En 2026, l’enjeu n’est plus tant ce que sait faire un modèle que dans quel système il opère. Nous entrons dans une phase que l’on peut qualifier de GenAI 2.0, marquée par un déplacement du centre de gravité : des modèles vers l’infrastructure, des prompts vers les protocoles, des réponses isolées vers des chaînes d’action distribuées.

Ce changement est moins spectaculaire que les démonstrations de génération de texte. Il est pourtant décisif pour les entreprises.

Du modèle au système : une rupture conceptuelle

La première génération d’IA générative reposait sur une interaction simple : un humain formule une requête, un modèle répond. Cette logique, héritée des moteurs de recherche, reste fondamentalement réactive. Elle limite l’IA à un rôle d’assistant conversationnel, aussi performant soit-il.

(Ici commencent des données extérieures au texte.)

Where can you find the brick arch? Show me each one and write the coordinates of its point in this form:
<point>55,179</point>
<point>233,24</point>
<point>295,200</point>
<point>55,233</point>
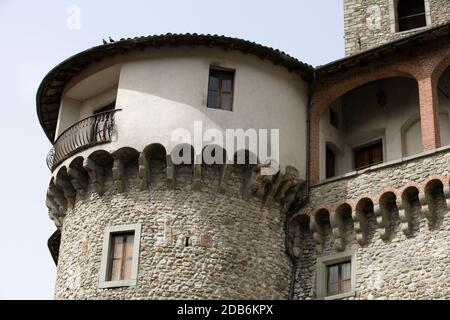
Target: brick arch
<point>339,204</point>
<point>324,98</point>
<point>332,91</point>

GenAI 2.0 rompt avec cette approche. L’IA devient un composant d’un système distribué, capable d’orchestrer des données, de coopérer avec d’autres agents, d’agir sur des environnements numériques et de maintenir un état dans le temps. L’intelligence n’est plus contenue dans un seul modèle, mais émerge de l’architecture globale.

Ce déplacement oblige à repenser la gouvernance, la responsabilité et la valeur créée.

  1. MCP : la couche protocolaire comme nouveau socle

Le Model Context Protocol (MCP) incarne ce basculement. Il ne s’agit pas d’un modèle supplémentaire, mais d’une couche d’interopérabilité standardisée entre modèles et sources de données.

Concrètement, MCP permet de connecter un modèle à des environnements hétérogènes – bases SQL, documents, outils collaboratifs, applications métier – sans dépendance forte à une implémentation spécifique. Le modèle cesse d’être un point d’entrée unique. Il devient un acteur interchangeable dans un écosystème.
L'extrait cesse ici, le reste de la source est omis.